Wenige Tage später erhielt Jomo Kenyatta Morddrohungen von weißen Siedlern, behauptet
er. Da die britische Kolonialmacht nicht auf die Forderungen der
Unabhängigkeitsbewegungen eingeht, häufen sich die Konflikte zwischen der KAU
und den Briten.
    Mitchell
muss Zugeständnisse einräumen, sonst kommt es zu einer Eskalation, sinnierte
William, während er die Zeitung zusammenfaltete. Die Schwarzen lassen sich das
nicht länger gefallen. Zu Recht, wie er fand.

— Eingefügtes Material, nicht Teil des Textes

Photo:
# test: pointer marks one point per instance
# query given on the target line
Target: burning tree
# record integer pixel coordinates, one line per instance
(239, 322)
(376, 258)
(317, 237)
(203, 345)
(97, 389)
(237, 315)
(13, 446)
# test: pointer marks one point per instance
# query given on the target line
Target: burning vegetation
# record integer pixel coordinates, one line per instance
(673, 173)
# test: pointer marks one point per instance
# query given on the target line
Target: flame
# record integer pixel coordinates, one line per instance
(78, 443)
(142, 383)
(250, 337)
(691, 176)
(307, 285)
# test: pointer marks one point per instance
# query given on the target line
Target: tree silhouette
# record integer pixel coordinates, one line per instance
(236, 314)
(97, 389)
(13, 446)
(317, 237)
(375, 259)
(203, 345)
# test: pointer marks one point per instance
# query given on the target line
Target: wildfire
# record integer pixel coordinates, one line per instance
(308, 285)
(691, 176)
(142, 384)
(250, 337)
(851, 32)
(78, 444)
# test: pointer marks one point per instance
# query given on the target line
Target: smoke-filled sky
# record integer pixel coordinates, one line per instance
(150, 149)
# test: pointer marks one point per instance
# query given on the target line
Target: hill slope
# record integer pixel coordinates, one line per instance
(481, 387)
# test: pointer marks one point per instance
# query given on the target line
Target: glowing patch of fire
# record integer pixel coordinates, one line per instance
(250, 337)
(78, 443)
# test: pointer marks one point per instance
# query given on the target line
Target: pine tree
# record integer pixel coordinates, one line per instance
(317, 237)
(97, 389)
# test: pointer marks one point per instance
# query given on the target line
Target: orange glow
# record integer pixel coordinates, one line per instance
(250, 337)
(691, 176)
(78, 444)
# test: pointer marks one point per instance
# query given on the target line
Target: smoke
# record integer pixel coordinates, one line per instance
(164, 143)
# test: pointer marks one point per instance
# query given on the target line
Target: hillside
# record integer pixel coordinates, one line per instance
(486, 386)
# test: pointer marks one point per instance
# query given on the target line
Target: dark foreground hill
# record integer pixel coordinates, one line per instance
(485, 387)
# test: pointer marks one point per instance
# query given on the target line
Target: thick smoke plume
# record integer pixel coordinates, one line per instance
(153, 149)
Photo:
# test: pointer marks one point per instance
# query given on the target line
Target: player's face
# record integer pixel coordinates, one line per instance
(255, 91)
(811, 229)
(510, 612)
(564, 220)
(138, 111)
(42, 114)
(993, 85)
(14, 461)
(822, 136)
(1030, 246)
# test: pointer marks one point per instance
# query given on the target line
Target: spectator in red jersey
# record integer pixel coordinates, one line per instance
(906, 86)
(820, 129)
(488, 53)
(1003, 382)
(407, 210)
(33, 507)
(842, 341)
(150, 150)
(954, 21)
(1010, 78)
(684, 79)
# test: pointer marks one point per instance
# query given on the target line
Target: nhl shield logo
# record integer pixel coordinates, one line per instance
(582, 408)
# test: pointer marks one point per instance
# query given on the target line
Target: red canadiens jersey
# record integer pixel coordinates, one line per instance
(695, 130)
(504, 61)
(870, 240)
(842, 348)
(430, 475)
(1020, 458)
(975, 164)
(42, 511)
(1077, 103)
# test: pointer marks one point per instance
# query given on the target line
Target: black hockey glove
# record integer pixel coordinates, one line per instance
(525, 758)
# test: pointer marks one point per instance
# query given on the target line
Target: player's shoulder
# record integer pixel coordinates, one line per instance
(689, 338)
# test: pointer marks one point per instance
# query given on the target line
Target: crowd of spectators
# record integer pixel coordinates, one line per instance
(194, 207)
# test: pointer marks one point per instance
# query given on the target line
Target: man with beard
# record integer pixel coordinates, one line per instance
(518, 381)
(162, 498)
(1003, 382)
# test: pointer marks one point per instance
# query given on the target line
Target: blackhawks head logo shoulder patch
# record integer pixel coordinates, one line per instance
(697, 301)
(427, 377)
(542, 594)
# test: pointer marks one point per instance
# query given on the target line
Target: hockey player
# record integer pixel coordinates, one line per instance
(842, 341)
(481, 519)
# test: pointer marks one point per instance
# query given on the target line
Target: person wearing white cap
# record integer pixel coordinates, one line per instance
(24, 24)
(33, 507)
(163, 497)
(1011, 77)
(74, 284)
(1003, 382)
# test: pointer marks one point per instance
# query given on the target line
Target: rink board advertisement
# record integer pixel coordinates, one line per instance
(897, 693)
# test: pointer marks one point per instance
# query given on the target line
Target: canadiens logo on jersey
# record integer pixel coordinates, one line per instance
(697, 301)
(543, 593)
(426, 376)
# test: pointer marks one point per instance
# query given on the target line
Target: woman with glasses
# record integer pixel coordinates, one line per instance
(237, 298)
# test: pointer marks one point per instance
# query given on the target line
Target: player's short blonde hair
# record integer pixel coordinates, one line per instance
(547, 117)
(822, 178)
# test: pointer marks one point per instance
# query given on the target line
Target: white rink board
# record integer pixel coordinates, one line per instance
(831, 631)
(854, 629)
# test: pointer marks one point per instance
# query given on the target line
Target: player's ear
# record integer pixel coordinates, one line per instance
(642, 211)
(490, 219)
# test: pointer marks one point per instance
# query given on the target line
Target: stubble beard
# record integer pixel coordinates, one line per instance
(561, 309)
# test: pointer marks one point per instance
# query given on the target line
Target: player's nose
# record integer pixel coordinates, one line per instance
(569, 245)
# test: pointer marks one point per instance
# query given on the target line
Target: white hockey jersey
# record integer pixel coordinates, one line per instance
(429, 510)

    Und dieser Kenyatta? Der Mann heizte die Bevölkerung,
besonders jedoch die Kikuyu, noch mehr an. Er redete zwar Drumherum, eben wie
es alle Politiker taten, aber man hörte seine Forderungen klar heraus. Er
wollte mit seiner Partei an die Macht, wollte regieren, wollte, dass die Weißen
das Land verließen. Schon jetzt flammten hier und da einzelne Feuer auf. Da
brannte eine Farm, dort fand ein Weißer seinen Stier oder ein paar Kühe tot
vor. Es kam zu Einbrüchen und man hörte, dass einzelne Schwarze es nicht
hinnahmen, wenn sie von ihrem Bwana schikaniert wurden. Auf den Straßen von
Nairobi kam es zu kleineren Kundgebungen, Protestmärschen und die Forderungen
lauteten immer synonym: Die Briten sollen das Land verlassen. Wir wollen unser
Land allein regieren. Uhuru! Uhuru! Uhuru!

*
    E r schleppte bereits Steine, die er beim Pflügen an
die Seite gelegt hatte, zu dem Hang, als Karega und Ndemi erschienen.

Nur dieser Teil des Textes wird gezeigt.